Walsh contacted local papers and took to social media for help. Ironically, it was Hopes’ niece who saw the broadcast on News 12 and Facebook.
“When I found out I was amazed because everything else had been washed away and that one photo out of hundreds of pictures was left behind,” said Hopes.
Even more amazing was the condition the photo was in after sitting for 65 years in an album and then being damaged by water and dirt.
“It looks like it never went through a hurricane,” said Hopes.
“When my mother actually saw the photo of her and her father, tears came into her eyes and she cried,” said Hopes. “She held it and kissed it. She didn’t care if it was dirty, she was just so thankful to have it back.”
The photo is currently being restored and framed by an artist and photographer named Xiomáro, who contacted Hopes about restoring the photo after hearing her story.
“I came across it on the newscast and I have always been interested in restoring photos that were damaged in Sandy,” said Xiomáro, who currently lives in Roslyn Heights. “I’m still working on the photo but I’ve gotten to the point where all of the yellowing and the fading is back to a crisp black and white photo.”
Although the photo is black and white, Xiomáro said it has a more lively quality to it.
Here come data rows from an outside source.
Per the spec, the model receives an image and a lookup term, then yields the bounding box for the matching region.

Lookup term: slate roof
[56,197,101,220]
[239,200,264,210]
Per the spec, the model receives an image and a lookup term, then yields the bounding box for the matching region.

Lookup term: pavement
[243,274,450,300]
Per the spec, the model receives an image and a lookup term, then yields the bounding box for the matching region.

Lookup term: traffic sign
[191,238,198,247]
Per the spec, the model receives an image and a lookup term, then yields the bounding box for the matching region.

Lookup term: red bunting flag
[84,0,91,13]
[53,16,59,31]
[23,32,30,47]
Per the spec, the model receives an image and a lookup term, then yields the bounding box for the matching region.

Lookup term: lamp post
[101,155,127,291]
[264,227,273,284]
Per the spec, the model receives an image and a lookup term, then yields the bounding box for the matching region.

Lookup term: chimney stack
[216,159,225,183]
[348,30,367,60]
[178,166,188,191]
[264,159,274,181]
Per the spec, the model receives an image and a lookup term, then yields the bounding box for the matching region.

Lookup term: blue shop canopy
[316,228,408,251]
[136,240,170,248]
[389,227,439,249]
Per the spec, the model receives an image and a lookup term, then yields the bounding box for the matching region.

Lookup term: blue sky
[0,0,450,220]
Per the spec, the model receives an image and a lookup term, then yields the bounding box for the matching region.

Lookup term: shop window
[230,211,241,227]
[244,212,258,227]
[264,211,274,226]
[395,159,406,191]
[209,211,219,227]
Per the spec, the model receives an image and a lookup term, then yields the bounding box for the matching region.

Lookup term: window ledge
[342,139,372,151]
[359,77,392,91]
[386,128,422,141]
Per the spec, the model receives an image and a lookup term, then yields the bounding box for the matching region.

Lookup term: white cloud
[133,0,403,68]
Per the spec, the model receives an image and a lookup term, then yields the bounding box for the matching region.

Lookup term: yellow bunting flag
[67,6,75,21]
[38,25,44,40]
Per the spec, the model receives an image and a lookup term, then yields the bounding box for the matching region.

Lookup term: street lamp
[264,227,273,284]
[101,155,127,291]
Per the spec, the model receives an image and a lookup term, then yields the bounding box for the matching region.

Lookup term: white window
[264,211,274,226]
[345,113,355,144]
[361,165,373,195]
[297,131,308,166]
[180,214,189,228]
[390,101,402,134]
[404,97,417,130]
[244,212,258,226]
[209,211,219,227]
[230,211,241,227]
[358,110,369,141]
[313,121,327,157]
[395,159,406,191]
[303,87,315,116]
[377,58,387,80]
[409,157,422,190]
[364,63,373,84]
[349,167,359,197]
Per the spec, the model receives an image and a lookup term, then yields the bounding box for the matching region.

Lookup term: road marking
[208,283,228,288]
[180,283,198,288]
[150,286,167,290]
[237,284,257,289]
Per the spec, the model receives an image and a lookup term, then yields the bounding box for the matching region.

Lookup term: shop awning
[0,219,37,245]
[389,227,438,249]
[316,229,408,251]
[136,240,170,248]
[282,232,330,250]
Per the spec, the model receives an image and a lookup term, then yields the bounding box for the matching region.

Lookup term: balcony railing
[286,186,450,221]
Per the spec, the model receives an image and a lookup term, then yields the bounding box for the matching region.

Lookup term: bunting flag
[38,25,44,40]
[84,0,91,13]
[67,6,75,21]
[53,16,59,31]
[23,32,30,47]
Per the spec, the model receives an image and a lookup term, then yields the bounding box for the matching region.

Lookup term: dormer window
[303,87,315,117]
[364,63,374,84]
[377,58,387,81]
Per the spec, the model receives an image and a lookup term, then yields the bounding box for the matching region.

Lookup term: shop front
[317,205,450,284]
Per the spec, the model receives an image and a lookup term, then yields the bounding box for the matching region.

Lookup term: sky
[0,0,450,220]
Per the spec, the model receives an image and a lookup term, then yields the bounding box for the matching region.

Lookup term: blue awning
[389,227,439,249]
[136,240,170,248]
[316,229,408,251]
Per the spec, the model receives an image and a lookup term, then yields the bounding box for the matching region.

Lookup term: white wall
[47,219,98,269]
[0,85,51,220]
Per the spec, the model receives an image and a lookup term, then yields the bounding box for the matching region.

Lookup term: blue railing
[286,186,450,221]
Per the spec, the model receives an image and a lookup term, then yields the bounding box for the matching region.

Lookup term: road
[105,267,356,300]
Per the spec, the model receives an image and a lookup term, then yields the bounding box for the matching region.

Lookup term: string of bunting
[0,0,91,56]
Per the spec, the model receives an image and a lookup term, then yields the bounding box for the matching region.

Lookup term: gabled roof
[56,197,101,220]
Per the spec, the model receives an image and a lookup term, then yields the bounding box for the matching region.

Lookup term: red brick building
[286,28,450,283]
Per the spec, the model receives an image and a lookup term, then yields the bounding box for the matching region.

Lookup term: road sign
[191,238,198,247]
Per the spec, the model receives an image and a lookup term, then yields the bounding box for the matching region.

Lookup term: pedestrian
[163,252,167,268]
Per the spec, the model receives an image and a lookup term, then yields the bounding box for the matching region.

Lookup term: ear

He is now at the stage of removing all of the dirt and scratches on the photo from the storm, which is proving to be time consuming and difficult.
“I repair the photo in little sessions because if I did the whole thing in one shot, the photo wouldn’t be able to handle that much repair and it would be ruined,” he said. “I am expecting the photo to be fully restored in March.”
As for Hopes, she believes the entire process is a sign from her late daughter.
“I believe in signs and that my daughter is always reaching out to me,” she said.
While her mother’s photo albums still remain lost, Hopes has now considered looking for her belongings again.
“Honestly, I never thought about pursuing any of it figuring with Sandy, because I thought everything was just gone,” said Hopes. “I wouldn’t even know where to begin, but if there’s a chance that something wonderful like this can happen again, it’s worth a second look.”